Com os ataques dos militares aos destacamentos guerrilheiros, Maria e seus irmãos mais velhos, Jaime e Lúcio, iniciaram as ações na região do rio Araguaia, na divisa entre os estados de Goiás (hoje Tocantins) e Pará. Os dois são considerados até hoje como desaparecidos.[3]
É um dos casos investigados pela Comissão da Verdade, fundada especialmente para realizar investigações sobre os crimes cometidos pelo Estado brasileiro, com interesse em apurar mortes e desaparecimentos na ditadura militar brasileira.[4]
Biografia
[editar | editar código-fonte]Maria Lúcia nasceu no município de Agudos, no interior do estado de São Paulo. Era filha de José Bernardino da Silva Júnior, administrador de uma fazenda em Jaú, e de Julieta Petit da Silva, costureira filha dum argentino com uma espanhola,[5] e irmã de Jaime Petit da Silva e Lúcio Petit da Silva, ambos guerrilheiros que desapareceram no Araguaia durante o regime militar.
Cursou o primário, o ginásio e os dois primeiros anos do ensino médio em Duartina, São Paulo, vindo a concluí-lo em São Paulo, no Instituto de Educação Fernão Dias, no bairro de Pinheiros, em 1968, quando participou do movimento estudantil secundarista.
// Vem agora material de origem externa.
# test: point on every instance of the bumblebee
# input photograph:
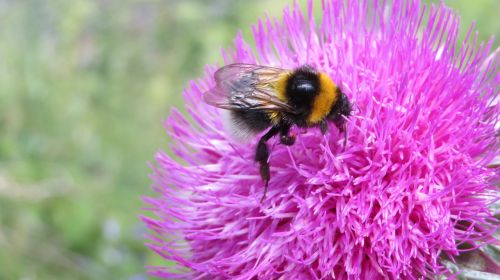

Em 1969, prestou concurso público para o magistério. Foi professora primária municipal e passou a lecionar na EMPG Tenente Aviador Frederico Gustavo dos Santos, na Vila Cachoeirinha, na capital paulista.[6]
No início de 1970, como militante do PCdoB, foi para o interior de Goiás e, logo após para o sul do Pará, fixando-se na área de Caianos. Maria Lucia se dedicou ao magistério ensinando crianças das redondezas e trabalhando em atividades de plantio, conquistando grande simpatia dos moradores da região.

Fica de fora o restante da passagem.